Bacteria were grown overnight at 37 °C under anaerobic conditions in an anaerobic chamber in BHIS media supplemented with HADA (0.8 mM, Tocris, Bio-Techne), total volume of 10 ml55. Labeled bacteria were separated from the media by centrifugation for 5 min at 7500 × g. Vesicles were then isolated as described above and detected by BD FACSymphonyTM A1, a flow cytometry analyzer with a small particle detector which is able to detect particles as small as 90 nm. Voltages used: FS - 550, SS - 650, SP SSC - 450, BV421 - 460.
A constant panel of antibodies was used for consistency. The panel included antibodies against CD4 (RMA-5), CD8 (53-6.7), TCRß (H57-597), CD19 (6D5), Ki67 (16A8), PD-1 (29F.1A12, all from BioLegend). For intracellular staining of transcription factors, cells were stained for surface markers and fixed in Fix/Perm buffer (eBioscience) for 30–60 min at RT, and permeabilized in permeabilization buffer (eBioscience) at RT for 30 min in the presence of antibodies.

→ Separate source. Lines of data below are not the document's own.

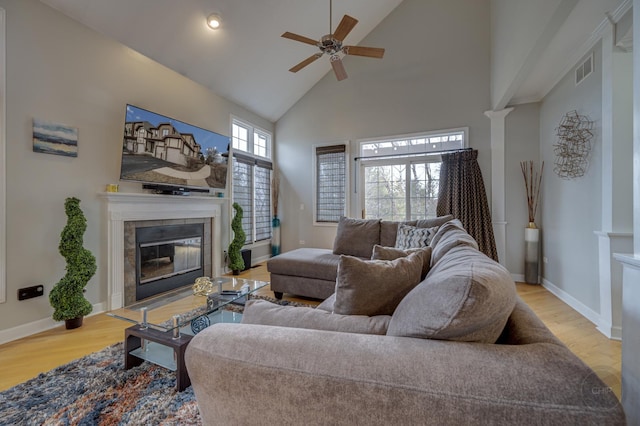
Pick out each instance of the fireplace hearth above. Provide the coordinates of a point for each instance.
(168, 257)
(125, 211)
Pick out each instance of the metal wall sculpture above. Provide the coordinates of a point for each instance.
(574, 145)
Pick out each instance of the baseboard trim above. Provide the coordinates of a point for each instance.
(613, 333)
(574, 303)
(39, 326)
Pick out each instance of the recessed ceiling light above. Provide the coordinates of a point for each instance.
(214, 21)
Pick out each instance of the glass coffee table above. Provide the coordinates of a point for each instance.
(165, 324)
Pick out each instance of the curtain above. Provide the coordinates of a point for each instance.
(462, 195)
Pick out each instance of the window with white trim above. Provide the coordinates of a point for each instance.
(400, 176)
(331, 183)
(252, 179)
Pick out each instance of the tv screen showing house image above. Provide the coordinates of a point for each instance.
(160, 150)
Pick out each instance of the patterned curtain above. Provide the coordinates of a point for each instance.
(462, 194)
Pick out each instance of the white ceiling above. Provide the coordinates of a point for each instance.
(246, 61)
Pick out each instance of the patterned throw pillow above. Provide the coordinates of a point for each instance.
(413, 237)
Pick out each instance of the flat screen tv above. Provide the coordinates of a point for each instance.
(165, 154)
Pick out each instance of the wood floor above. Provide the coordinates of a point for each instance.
(25, 358)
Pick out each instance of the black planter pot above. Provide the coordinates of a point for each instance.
(73, 323)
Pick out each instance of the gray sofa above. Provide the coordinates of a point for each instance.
(312, 272)
(446, 342)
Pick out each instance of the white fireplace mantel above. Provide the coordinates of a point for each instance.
(123, 207)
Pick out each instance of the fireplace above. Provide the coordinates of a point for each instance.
(168, 257)
(126, 211)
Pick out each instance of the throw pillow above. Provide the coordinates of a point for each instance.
(466, 297)
(356, 237)
(267, 313)
(434, 221)
(448, 236)
(374, 287)
(392, 253)
(414, 237)
(389, 231)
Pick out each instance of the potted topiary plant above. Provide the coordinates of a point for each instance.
(67, 296)
(236, 262)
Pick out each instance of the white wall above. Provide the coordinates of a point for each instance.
(571, 209)
(522, 143)
(60, 71)
(423, 83)
(519, 29)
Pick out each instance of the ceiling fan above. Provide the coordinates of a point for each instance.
(331, 44)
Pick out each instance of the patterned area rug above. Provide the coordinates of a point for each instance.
(97, 390)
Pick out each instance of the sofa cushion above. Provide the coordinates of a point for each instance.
(305, 262)
(448, 236)
(267, 313)
(434, 221)
(389, 231)
(414, 237)
(327, 304)
(374, 287)
(356, 237)
(392, 253)
(466, 297)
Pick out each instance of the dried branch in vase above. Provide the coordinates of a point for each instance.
(532, 184)
(275, 192)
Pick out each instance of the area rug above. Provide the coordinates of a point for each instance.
(97, 390)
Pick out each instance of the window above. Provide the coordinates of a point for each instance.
(247, 138)
(399, 177)
(331, 181)
(252, 179)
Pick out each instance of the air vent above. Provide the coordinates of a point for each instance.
(584, 69)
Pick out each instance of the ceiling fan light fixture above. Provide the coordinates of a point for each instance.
(214, 21)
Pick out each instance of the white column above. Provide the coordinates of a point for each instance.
(498, 211)
(3, 168)
(631, 263)
(616, 184)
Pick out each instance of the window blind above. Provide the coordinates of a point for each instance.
(331, 175)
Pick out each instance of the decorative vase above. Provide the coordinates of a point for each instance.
(72, 323)
(275, 236)
(531, 253)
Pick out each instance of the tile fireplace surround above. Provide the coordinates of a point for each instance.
(125, 207)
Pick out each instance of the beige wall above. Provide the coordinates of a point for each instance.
(60, 71)
(423, 83)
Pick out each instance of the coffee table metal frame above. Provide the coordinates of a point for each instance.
(159, 320)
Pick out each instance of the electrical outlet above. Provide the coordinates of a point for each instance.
(30, 292)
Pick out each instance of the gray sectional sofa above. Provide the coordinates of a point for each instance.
(312, 272)
(427, 336)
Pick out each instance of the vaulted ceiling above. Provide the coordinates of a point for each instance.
(247, 62)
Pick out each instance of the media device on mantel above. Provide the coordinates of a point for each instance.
(169, 156)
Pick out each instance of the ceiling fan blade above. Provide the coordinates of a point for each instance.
(305, 62)
(338, 67)
(344, 27)
(370, 52)
(300, 38)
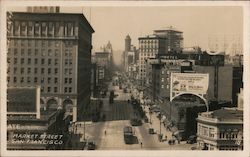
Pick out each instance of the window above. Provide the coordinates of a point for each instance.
(70, 80)
(37, 28)
(16, 28)
(44, 29)
(70, 71)
(29, 52)
(23, 28)
(42, 61)
(36, 60)
(65, 71)
(36, 52)
(22, 70)
(43, 43)
(42, 89)
(36, 43)
(49, 70)
(55, 89)
(55, 80)
(69, 28)
(70, 61)
(15, 70)
(22, 79)
(70, 89)
(29, 60)
(15, 51)
(65, 80)
(15, 60)
(28, 79)
(57, 29)
(42, 80)
(22, 60)
(22, 42)
(30, 28)
(51, 28)
(49, 89)
(49, 61)
(29, 70)
(43, 52)
(57, 44)
(22, 52)
(14, 79)
(49, 79)
(49, 52)
(42, 70)
(35, 79)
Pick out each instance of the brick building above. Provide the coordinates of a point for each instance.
(52, 50)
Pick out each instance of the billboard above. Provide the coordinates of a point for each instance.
(193, 83)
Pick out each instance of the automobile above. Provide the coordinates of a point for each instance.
(151, 131)
(91, 145)
(135, 122)
(192, 139)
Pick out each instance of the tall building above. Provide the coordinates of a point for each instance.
(174, 39)
(150, 47)
(52, 50)
(127, 43)
(220, 129)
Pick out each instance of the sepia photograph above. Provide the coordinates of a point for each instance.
(93, 78)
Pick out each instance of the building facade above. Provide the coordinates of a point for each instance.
(173, 39)
(220, 130)
(52, 50)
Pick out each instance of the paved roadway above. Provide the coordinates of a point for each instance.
(117, 116)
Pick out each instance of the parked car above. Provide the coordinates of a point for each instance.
(192, 139)
(151, 131)
(91, 146)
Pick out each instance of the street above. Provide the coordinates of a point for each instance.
(118, 115)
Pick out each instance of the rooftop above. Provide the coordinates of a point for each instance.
(225, 114)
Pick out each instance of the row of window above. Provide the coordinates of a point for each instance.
(35, 52)
(146, 54)
(36, 43)
(228, 135)
(43, 61)
(49, 89)
(36, 60)
(37, 28)
(149, 41)
(41, 80)
(67, 71)
(153, 46)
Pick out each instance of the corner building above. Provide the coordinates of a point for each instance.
(52, 50)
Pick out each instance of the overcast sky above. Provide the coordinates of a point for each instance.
(200, 25)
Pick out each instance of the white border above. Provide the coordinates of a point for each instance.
(77, 3)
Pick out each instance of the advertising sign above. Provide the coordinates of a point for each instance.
(193, 83)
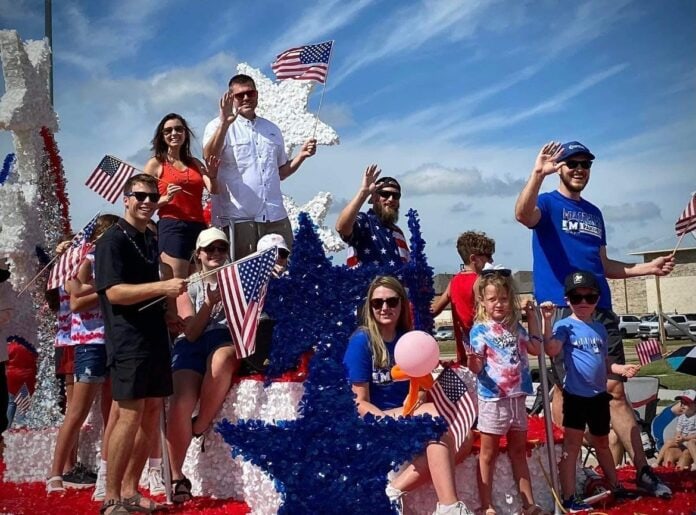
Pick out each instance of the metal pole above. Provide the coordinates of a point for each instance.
(48, 32)
(548, 423)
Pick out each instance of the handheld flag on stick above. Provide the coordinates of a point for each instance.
(309, 62)
(69, 261)
(243, 292)
(456, 402)
(23, 399)
(109, 177)
(648, 351)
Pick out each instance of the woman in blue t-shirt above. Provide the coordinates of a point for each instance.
(368, 360)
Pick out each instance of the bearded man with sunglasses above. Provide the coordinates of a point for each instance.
(569, 234)
(252, 164)
(373, 236)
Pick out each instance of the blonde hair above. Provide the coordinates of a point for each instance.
(500, 283)
(380, 356)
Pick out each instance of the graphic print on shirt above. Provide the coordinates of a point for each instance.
(580, 222)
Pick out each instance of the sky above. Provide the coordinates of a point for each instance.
(453, 98)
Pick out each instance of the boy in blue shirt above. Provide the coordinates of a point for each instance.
(585, 398)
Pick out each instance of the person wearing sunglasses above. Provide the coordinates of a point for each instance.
(373, 236)
(569, 233)
(137, 343)
(253, 162)
(203, 359)
(583, 341)
(369, 358)
(181, 181)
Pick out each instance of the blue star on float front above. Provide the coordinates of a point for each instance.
(329, 459)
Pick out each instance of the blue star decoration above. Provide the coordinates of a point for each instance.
(331, 460)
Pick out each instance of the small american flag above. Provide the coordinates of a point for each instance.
(109, 178)
(648, 351)
(309, 62)
(69, 261)
(23, 399)
(687, 220)
(243, 292)
(456, 402)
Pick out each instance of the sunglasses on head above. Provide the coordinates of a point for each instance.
(577, 298)
(177, 128)
(502, 272)
(389, 194)
(251, 93)
(223, 249)
(140, 196)
(391, 302)
(573, 164)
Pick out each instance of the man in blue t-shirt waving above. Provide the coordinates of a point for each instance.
(569, 234)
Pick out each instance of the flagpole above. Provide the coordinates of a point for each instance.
(38, 274)
(326, 79)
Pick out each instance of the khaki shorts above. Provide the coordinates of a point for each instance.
(247, 234)
(499, 417)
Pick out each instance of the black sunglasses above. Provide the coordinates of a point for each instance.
(391, 302)
(140, 196)
(387, 194)
(573, 164)
(577, 298)
(223, 249)
(502, 272)
(176, 128)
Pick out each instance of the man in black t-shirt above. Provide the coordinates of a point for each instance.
(137, 345)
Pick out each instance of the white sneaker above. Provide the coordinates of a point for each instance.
(154, 481)
(455, 509)
(100, 486)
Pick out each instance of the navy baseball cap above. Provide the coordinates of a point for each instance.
(581, 279)
(573, 148)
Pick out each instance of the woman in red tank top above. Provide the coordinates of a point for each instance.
(182, 179)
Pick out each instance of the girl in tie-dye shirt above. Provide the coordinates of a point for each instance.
(498, 354)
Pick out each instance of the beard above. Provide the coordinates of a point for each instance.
(572, 187)
(386, 215)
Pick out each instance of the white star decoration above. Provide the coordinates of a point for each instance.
(317, 209)
(285, 104)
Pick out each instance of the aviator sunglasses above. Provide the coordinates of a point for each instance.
(391, 302)
(577, 298)
(573, 164)
(140, 196)
(387, 194)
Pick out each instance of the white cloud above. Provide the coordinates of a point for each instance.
(437, 179)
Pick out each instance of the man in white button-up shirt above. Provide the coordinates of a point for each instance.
(252, 164)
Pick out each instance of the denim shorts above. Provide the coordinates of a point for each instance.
(90, 363)
(499, 417)
(188, 355)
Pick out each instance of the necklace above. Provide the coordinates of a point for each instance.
(148, 248)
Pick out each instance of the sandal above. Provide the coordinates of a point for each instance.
(132, 504)
(181, 491)
(117, 507)
(50, 489)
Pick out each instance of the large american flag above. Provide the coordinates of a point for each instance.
(456, 402)
(687, 220)
(309, 62)
(23, 399)
(648, 351)
(243, 292)
(109, 177)
(69, 261)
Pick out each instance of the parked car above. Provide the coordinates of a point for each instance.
(446, 332)
(651, 328)
(628, 325)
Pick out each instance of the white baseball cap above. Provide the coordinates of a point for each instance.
(271, 240)
(208, 236)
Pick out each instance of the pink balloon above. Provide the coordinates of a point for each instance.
(417, 353)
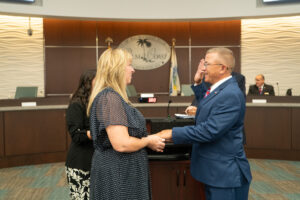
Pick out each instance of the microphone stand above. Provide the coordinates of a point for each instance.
(168, 109)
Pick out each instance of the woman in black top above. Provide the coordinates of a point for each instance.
(78, 163)
(120, 164)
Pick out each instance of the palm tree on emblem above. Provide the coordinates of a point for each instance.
(144, 43)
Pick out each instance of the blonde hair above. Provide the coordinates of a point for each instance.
(111, 73)
(226, 56)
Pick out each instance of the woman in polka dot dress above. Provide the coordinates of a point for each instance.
(120, 164)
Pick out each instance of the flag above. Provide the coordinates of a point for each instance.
(174, 86)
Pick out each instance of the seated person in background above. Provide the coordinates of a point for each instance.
(260, 88)
(200, 87)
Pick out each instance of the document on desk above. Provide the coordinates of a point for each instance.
(184, 116)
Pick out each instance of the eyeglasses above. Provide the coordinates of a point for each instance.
(207, 64)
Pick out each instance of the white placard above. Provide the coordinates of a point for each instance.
(27, 104)
(259, 100)
(147, 95)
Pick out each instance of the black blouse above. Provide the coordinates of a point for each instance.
(81, 148)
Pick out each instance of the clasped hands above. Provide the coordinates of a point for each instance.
(157, 141)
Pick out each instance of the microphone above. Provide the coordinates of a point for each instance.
(168, 108)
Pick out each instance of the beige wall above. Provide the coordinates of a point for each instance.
(154, 9)
(21, 56)
(271, 47)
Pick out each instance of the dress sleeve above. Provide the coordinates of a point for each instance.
(111, 110)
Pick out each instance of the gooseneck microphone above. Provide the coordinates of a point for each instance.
(168, 109)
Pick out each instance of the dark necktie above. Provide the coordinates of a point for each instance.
(207, 92)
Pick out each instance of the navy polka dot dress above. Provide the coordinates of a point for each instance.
(116, 175)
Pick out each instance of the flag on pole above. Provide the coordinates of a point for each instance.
(174, 86)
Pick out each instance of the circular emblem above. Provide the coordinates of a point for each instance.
(148, 52)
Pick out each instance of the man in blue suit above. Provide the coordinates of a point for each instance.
(218, 157)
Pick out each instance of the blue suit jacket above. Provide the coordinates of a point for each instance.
(218, 157)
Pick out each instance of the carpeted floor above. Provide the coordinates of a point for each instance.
(272, 180)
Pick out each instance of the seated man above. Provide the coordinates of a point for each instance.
(260, 88)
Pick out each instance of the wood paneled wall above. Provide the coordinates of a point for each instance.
(72, 46)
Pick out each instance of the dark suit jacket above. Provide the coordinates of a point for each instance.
(218, 157)
(201, 89)
(268, 90)
(81, 149)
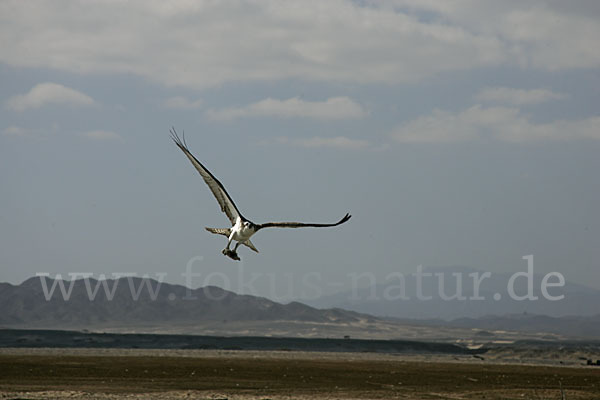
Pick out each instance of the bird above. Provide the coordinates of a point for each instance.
(242, 229)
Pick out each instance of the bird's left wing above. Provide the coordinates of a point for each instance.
(302, 224)
(216, 187)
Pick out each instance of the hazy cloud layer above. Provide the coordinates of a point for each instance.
(102, 135)
(333, 108)
(206, 43)
(517, 97)
(48, 93)
(500, 123)
(337, 142)
(182, 103)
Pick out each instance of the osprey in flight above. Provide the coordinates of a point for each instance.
(242, 229)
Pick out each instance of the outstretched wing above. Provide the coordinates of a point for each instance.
(216, 187)
(301, 224)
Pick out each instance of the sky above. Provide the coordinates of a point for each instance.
(457, 133)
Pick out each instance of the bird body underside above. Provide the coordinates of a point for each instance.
(241, 229)
(227, 232)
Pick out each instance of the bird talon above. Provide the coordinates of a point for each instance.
(231, 254)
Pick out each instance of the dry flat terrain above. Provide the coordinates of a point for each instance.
(162, 374)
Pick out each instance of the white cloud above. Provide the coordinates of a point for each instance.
(332, 108)
(200, 44)
(338, 142)
(179, 102)
(48, 93)
(500, 123)
(517, 97)
(102, 135)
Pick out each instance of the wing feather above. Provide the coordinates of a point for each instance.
(302, 224)
(216, 187)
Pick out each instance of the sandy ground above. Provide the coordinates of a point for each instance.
(215, 374)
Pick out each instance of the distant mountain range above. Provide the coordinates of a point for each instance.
(387, 300)
(132, 304)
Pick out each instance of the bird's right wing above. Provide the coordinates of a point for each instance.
(216, 187)
(302, 224)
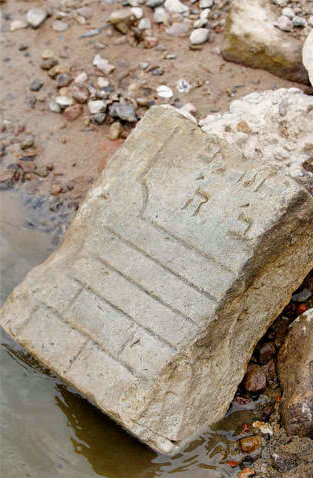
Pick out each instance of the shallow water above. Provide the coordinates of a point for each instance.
(50, 431)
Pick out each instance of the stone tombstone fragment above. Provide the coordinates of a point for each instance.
(178, 260)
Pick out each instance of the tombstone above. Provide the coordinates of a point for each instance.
(177, 262)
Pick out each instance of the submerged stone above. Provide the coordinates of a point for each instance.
(164, 282)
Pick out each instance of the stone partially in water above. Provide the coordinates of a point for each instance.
(164, 282)
(253, 40)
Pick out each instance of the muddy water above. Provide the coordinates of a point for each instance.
(48, 430)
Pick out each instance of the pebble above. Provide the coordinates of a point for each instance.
(183, 86)
(160, 15)
(36, 85)
(288, 12)
(28, 142)
(178, 29)
(206, 3)
(154, 3)
(97, 106)
(164, 91)
(17, 25)
(59, 26)
(102, 64)
(124, 112)
(64, 101)
(73, 112)
(176, 6)
(81, 78)
(299, 22)
(35, 17)
(199, 36)
(250, 444)
(255, 379)
(284, 24)
(63, 79)
(115, 130)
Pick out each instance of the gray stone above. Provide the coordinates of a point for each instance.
(295, 370)
(307, 55)
(278, 130)
(252, 39)
(35, 17)
(199, 36)
(164, 282)
(123, 111)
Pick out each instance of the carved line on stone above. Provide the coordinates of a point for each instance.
(143, 289)
(129, 317)
(184, 243)
(83, 332)
(156, 261)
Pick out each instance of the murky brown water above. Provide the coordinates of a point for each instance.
(48, 430)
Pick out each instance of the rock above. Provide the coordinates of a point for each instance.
(64, 101)
(176, 6)
(255, 379)
(125, 112)
(250, 444)
(63, 79)
(299, 22)
(295, 372)
(97, 106)
(199, 36)
(280, 141)
(206, 3)
(17, 25)
(35, 17)
(73, 112)
(284, 24)
(178, 29)
(266, 352)
(180, 227)
(160, 15)
(102, 64)
(59, 26)
(36, 85)
(164, 91)
(252, 39)
(307, 55)
(80, 94)
(115, 130)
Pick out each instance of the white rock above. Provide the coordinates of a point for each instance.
(307, 55)
(288, 12)
(160, 15)
(144, 24)
(137, 12)
(81, 77)
(164, 91)
(64, 101)
(176, 6)
(103, 65)
(199, 36)
(284, 24)
(17, 25)
(206, 3)
(35, 17)
(96, 106)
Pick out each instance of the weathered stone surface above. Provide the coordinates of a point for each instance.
(180, 257)
(295, 368)
(274, 127)
(307, 55)
(253, 40)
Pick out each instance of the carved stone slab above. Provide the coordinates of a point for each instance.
(178, 260)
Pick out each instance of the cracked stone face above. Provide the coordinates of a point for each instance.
(177, 262)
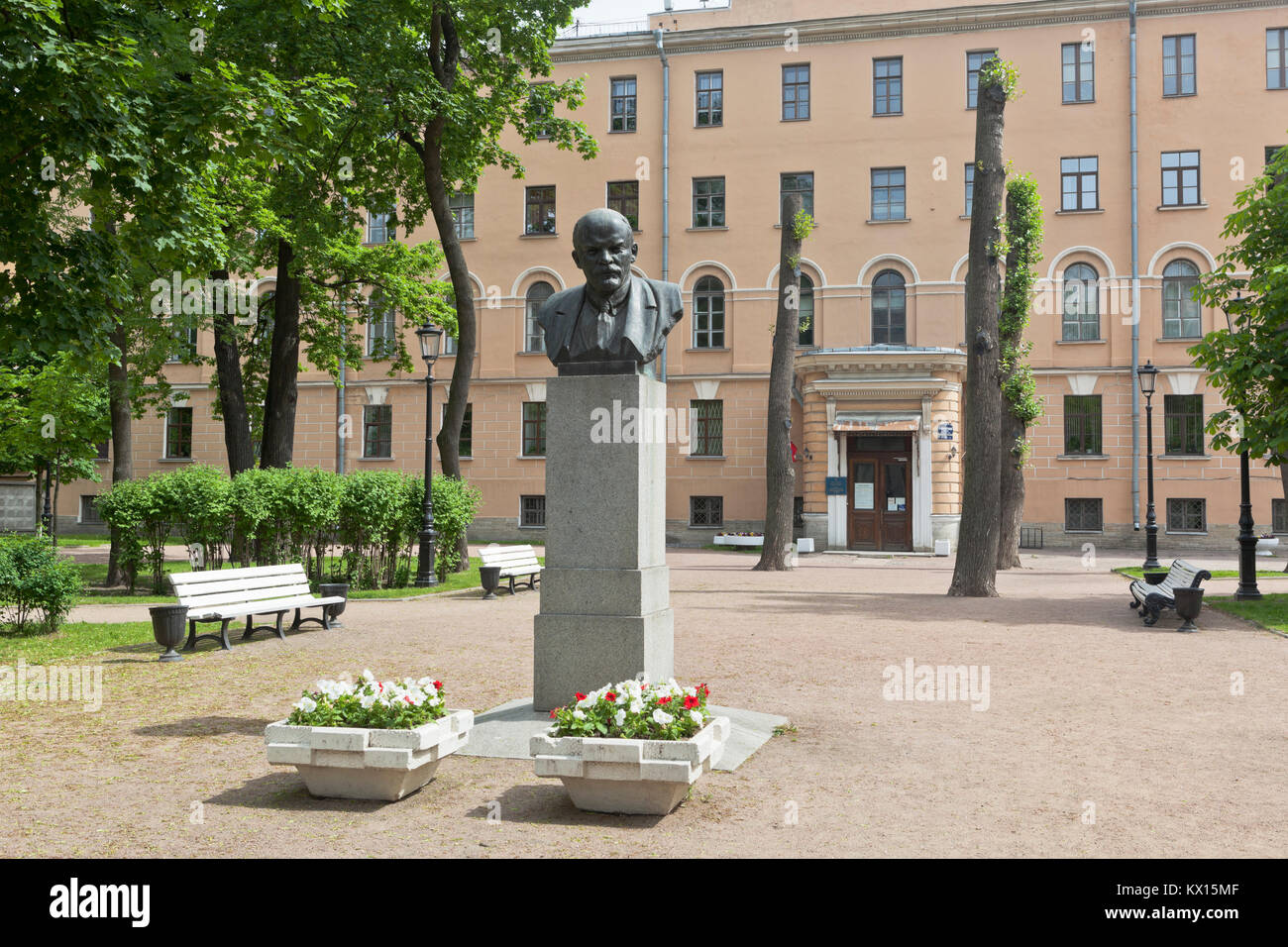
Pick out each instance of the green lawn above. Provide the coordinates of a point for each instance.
(1269, 611)
(1137, 573)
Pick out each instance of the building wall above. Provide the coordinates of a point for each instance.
(1231, 120)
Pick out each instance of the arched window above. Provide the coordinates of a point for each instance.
(533, 337)
(889, 309)
(708, 313)
(1081, 309)
(806, 312)
(1180, 311)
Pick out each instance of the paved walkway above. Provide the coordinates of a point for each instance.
(1100, 737)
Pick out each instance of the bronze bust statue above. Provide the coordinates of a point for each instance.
(617, 322)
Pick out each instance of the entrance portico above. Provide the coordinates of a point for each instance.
(883, 446)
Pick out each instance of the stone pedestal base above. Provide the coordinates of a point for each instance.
(605, 612)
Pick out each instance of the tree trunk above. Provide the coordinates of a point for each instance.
(780, 474)
(232, 394)
(123, 449)
(283, 365)
(450, 434)
(975, 571)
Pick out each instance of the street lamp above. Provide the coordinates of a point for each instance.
(430, 338)
(1247, 538)
(1147, 375)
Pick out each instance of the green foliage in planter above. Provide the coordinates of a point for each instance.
(38, 587)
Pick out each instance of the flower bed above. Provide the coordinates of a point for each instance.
(631, 748)
(369, 740)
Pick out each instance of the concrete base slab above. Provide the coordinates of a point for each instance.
(503, 732)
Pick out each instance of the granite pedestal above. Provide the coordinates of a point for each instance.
(605, 609)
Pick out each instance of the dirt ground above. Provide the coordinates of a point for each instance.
(1100, 737)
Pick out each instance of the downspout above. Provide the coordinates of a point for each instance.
(666, 169)
(1134, 277)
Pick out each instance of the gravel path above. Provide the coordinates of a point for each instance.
(1089, 712)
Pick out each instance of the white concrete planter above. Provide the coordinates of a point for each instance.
(722, 540)
(631, 777)
(362, 763)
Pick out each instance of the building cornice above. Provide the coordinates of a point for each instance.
(927, 22)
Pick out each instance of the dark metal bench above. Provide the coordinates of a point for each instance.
(1151, 599)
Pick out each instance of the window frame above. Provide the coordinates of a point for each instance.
(1093, 434)
(533, 429)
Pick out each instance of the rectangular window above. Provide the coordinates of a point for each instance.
(467, 446)
(706, 423)
(89, 512)
(623, 196)
(1186, 515)
(178, 433)
(532, 510)
(706, 510)
(708, 88)
(1180, 178)
(622, 110)
(540, 210)
(1083, 514)
(1179, 64)
(1183, 424)
(533, 429)
(1078, 71)
(800, 184)
(888, 193)
(1080, 183)
(974, 63)
(707, 202)
(1276, 58)
(377, 431)
(378, 230)
(1082, 424)
(463, 214)
(888, 85)
(797, 93)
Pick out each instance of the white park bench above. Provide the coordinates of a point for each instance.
(514, 562)
(226, 594)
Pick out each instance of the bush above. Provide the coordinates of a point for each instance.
(38, 587)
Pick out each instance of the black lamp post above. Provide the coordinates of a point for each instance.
(1147, 375)
(430, 337)
(1247, 538)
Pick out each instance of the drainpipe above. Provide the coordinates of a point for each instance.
(1134, 278)
(666, 167)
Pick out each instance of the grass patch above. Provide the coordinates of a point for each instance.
(1269, 611)
(76, 639)
(1137, 573)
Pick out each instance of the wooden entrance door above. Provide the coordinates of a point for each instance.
(881, 501)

Cells were acquired with a BD BioSciences® LSRFortessa, and analysis was performed with Kaluza® Analysis Software. The concentration, clone, and source of antibodies were kept constant to ensure consistency in staining.
IL-10 and IL-17 concentrations in splenocytes and DC-CD4+ T cells media were measured using Mouse IL-10 and IL-17 ELISA MAXTM Standard Kit (BioLegend) following the manufacturer's instructions. ELISA limits of detection: IL-10—31.5–2000 pg/ml, IL-17—15.6–1000 pg/ml.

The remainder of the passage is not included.